Hace poco veía un corto que se llama Mi amigo Nietzsche. Está en Youtube, es gratis. Pero se los cuento en corto: un niño (Lucas) con problemas en la escuela, en busca de un papalote encuentra Así hablaba Zaratustra. El niño se enfrenta primero al problema de un lenguaje casi incomprensible, y luego a un a lo inexplicable: rodeado de personas cuyo pensamiento está vinculado a lo mágico maravilloso (como la religión), poner en duda cualquier cosa, es el camino directo a ser considerado raro, diabólico o revoltoso.  Como Lucas no comprende lo que lee, decide tirar el libro en un carrito de basura; ahí aparece un hombre gordo y amable (también como las buenas cosas de la vida), le dice que es un libro difícil, pero que lo lea y que cuando no entienda, salga corriendo a preguntarle a alguien que pueda ayudarle. Lucas aprende a leer, mejora en la escuela, y de paso pone en aprietos a su profesora y a su mamá. La mamá tira el libro de Nietzsche porque le dice que es diabólico, se justifica en el bien y en el amor y el niño le responde: “_________”. Lucas sale corriendo y vuelve al basurero donde encontró el libro. Busca en los escombros, encuentra un libro, lo hojea, al final lee una frase que dice: “______, uníos”. Sí, la vida de Lucas cambia —esta es mi prognosis— con cada libro.

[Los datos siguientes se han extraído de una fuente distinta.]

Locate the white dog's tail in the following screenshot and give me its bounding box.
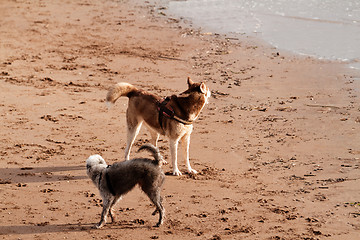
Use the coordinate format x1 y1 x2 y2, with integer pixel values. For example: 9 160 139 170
138 143 163 166
106 82 137 106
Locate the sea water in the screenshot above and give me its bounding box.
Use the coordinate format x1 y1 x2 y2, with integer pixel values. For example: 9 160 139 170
167 0 360 69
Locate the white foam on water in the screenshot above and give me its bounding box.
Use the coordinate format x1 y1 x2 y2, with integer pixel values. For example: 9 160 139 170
168 0 360 69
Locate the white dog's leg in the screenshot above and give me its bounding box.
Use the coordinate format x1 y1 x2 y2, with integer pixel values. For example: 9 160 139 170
96 197 113 228
170 139 182 176
181 134 198 174
149 128 160 147
125 122 142 160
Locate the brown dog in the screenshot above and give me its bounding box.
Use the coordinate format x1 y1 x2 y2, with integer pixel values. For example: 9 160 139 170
106 78 211 175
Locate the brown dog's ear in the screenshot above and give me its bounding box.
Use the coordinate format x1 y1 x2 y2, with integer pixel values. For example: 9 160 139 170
200 83 207 94
188 77 194 88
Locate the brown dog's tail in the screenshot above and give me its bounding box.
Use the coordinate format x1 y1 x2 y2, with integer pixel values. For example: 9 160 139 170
138 143 163 166
106 82 137 105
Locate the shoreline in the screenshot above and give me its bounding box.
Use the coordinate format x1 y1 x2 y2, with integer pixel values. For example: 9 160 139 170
0 0 360 239
160 1 360 70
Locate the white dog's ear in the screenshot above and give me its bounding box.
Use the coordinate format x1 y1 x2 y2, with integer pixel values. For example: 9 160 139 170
200 83 207 94
188 77 194 88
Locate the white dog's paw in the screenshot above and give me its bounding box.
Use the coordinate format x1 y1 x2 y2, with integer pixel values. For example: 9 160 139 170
173 169 182 176
94 223 104 229
188 168 198 174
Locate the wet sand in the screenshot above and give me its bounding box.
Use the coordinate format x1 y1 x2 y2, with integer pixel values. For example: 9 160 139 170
0 0 360 239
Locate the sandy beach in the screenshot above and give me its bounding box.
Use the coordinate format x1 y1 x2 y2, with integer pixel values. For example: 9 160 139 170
0 0 360 240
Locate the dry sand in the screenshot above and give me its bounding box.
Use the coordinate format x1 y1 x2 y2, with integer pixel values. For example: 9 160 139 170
0 0 360 239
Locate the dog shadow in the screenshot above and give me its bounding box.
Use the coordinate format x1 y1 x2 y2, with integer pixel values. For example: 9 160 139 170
0 165 88 184
0 220 154 236
0 223 94 236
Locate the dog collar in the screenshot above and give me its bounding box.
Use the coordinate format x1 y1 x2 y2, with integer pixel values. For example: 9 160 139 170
157 97 193 128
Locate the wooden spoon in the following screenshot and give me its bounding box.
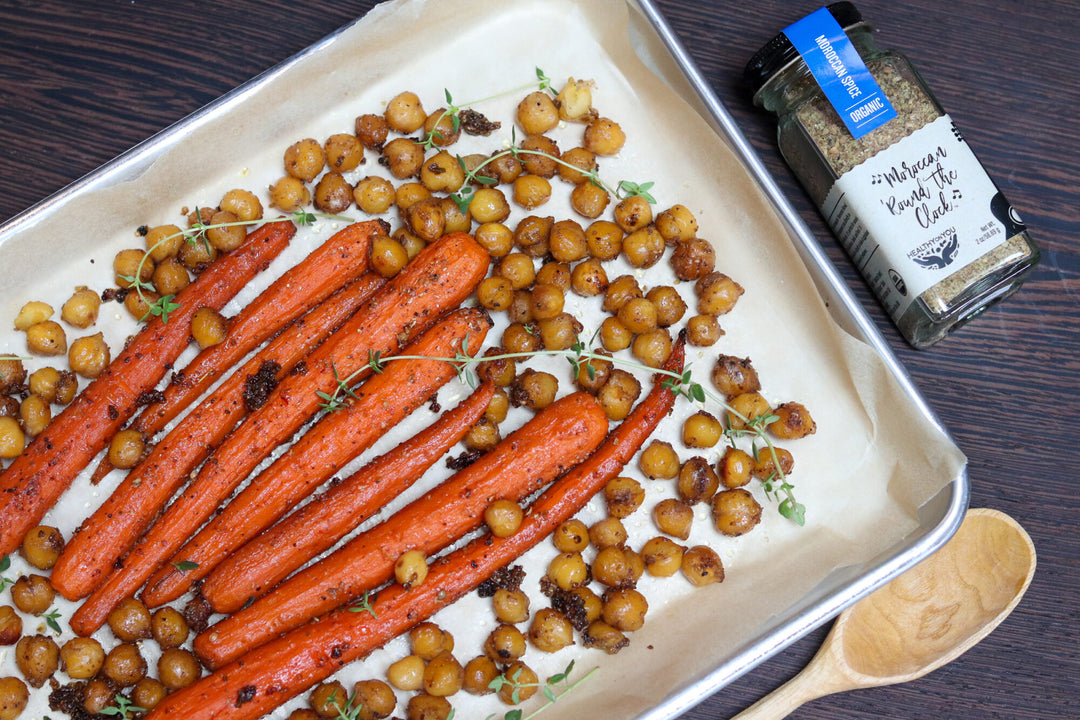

En la nueva remodelación del parque el director se ha comprometido a que el Paralibros seguirá operando. Ojalá. Este artículo es un antecedente de esa promesa. Pero también es un deseo constante de que, en el futuro que nos queda, haya espacios tímidos que nos ofrezcan un libro, que nos pongan en duda; que, como a Lucas, haya alguien, Guardianes amables como Marco Luna, que nos guíen, nos digan por dónde llegar a caminos más complejos y arriesgados. Que, en los días calurosos del puerto, hastiados, un hombre delgado y ágil se siente en nuestra banca y deje un libro sólo para recordarnos que nunca estamos solos, que si lo abres verás aunque sea un poco de ti.

Comments

Oralia Ramírez Cruz (no verificado), Lun, 20/01/2020 - 09:55
Es cierto, las páginas suelen ser a veces mejor compañía. Me gustó el artículo, saber que existen otras personas como Ricardo y Marco Luna que no escatiman en contagiarnos su gusto por la lectura e invitarnos a asomar el rabillo del ojo hacia la profundidad nuestra que se halla también en las páginas. Sugiero tengan cuidado con la edición, hay dos o tres erratas. Gracias por compartir impresiones así de chidas.